Please note that purchasing OEM  software from such websites is illegal, as this type of licensing only allow users to get discounted software when they buy original hardware such pre-built desktop systems, notebook computers or other peripherals.

The second spam wave abusing the word SERVICE advertises hair loss natural remedies. Just like the Canadian Pharmacy offerings, the spam messages are disguised under allegedly important warnings and pieces of information („Important anti-virus mail info", for instance).

The message is comprised of a single piece and a couple of footer links to make the message look legit.

4. Privacy is dead

As revealed by this week's spam map, the words PRIVACY and Service seem to have been encountered in the same proportion. A closer look in the spam stock revealed that both words are part of the same spam campaign initiated by Canadian Pharmacy.

Although the spam messages feature a couple of changes in terms of sender and subject, the rest of the template is unchanged.
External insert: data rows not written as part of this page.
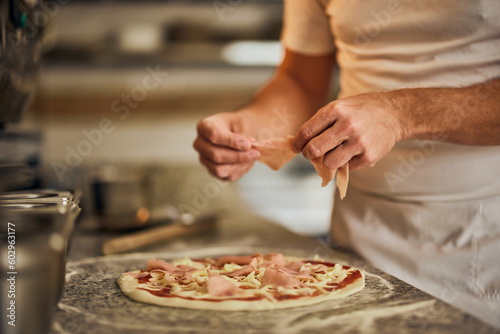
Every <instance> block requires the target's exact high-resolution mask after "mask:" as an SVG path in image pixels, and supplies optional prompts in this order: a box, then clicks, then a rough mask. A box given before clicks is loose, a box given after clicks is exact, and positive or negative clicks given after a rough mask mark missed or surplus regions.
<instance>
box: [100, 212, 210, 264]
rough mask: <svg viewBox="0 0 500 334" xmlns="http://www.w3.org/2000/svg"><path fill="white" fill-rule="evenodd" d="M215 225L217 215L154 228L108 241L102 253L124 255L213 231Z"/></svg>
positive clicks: (204, 217) (122, 236)
mask: <svg viewBox="0 0 500 334" xmlns="http://www.w3.org/2000/svg"><path fill="white" fill-rule="evenodd" d="M215 223H216V215H203V216H200V217H198V218H196V219H195V221H194V222H193V223H192V224H185V223H182V222H179V223H173V224H169V225H166V226H159V227H152V228H149V229H147V230H145V231H139V232H134V233H130V234H127V235H124V236H121V237H116V238H113V239H110V240H108V241H106V242H105V243H104V244H103V246H102V253H103V254H104V255H111V254H118V253H123V252H126V251H129V250H132V249H136V248H139V247H143V246H146V245H151V244H154V243H157V242H160V241H164V240H168V239H171V238H175V237H179V236H184V235H189V234H194V233H198V232H201V231H208V230H212V229H214V227H215Z"/></svg>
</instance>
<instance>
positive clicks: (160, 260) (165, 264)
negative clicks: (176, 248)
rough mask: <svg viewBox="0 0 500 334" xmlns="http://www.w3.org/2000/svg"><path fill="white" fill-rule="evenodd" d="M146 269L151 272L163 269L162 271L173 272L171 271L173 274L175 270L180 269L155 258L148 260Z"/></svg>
mask: <svg viewBox="0 0 500 334" xmlns="http://www.w3.org/2000/svg"><path fill="white" fill-rule="evenodd" d="M146 269H147V270H148V271H151V270H154V269H162V270H165V271H167V272H171V271H172V272H173V271H175V270H179V268H177V267H176V266H174V265H173V264H171V263H168V262H166V261H163V260H157V259H154V258H151V259H149V260H148V263H147V264H146Z"/></svg>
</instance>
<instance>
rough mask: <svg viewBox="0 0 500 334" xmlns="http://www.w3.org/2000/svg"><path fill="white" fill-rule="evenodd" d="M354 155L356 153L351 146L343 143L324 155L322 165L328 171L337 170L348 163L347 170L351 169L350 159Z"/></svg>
mask: <svg viewBox="0 0 500 334" xmlns="http://www.w3.org/2000/svg"><path fill="white" fill-rule="evenodd" d="M356 154H357V152H356V149H355V147H354V146H353V145H349V144H348V143H343V144H341V145H339V146H337V147H336V148H334V149H333V150H331V151H329V152H327V153H326V154H325V157H324V158H323V164H324V165H325V167H326V168H328V169H338V168H339V167H341V166H343V165H345V164H346V163H348V162H349V169H353V168H352V166H351V158H352V157H353V156H355V155H356Z"/></svg>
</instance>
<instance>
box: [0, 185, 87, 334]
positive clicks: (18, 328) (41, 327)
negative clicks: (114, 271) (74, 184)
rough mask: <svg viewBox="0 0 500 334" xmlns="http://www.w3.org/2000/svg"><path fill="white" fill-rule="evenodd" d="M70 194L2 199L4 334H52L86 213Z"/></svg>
mask: <svg viewBox="0 0 500 334" xmlns="http://www.w3.org/2000/svg"><path fill="white" fill-rule="evenodd" d="M68 194H69V195H71V194H70V193H67V192H59V193H58V192H52V191H46V190H44V191H36V192H34V193H31V192H26V193H8V194H2V195H1V200H0V240H1V241H0V267H1V272H2V276H3V277H2V279H1V281H0V288H1V291H2V293H1V294H0V296H1V297H0V299H1V300H0V309H2V310H3V313H6V314H2V317H1V319H2V320H1V321H0V325H1V327H0V332H1V333H5V334H17V333H32V334H38V333H40V334H42V333H43V334H46V333H48V332H49V330H50V325H51V315H52V311H53V308H54V307H55V305H56V304H57V301H58V300H59V299H60V297H61V295H62V292H63V287H64V279H65V265H66V255H67V249H68V242H69V239H70V236H71V233H72V231H73V227H74V221H75V219H76V217H77V215H78V213H79V211H80V208H79V207H78V205H77V204H76V203H75V202H73V201H72V200H69V198H71V197H72V196H67V195H68ZM42 198H45V200H42ZM14 324H15V326H13V325H14Z"/></svg>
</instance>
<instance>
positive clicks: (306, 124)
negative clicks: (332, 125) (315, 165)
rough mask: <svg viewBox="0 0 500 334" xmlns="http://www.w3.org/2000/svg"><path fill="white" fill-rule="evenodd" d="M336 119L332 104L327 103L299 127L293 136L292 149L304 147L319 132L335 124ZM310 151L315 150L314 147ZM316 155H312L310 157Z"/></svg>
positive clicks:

The footer links (even the unsubscribe option) take the user to the same Canadian Pharmacy index page.

5. Your ACCOUNT may be at risk

Ranking last in our weekly top - which has undoubtedly been dominated by erectile dysfunction pills and hair-loss magic potions - the word ACCOUNT has been identified in a phishing attack impersonating account security warnings allegedly coming from May Bank. The message explains potential victims that the bank suffered a severe DDoS attack - a term that's pretty scary for the average Joe - so all the e-banking accounts need re-validating.

How does the scheme work?

Inside the email body, phishers combine links to the bank's website, as well as links to a spoofed page. This way, the user will receive the TAC (Transaction Authorization Code) from the bank itself, but will pass it along with other confidential data to the spoofed webpage.

What's new in the spam landscape?

• German keywords are still visible on the spam map. However, this kind of text is not really used in messages to send information, but it is rather „planted" as invisible HTML comments to trick spam filters.
• Spammers have started to exploit new approaches in order to convince victims open unsolicited messages. Subjects including words such as „password" and „Account" are enough of a lure for average computer users to motivate them into opening unsolicited mail.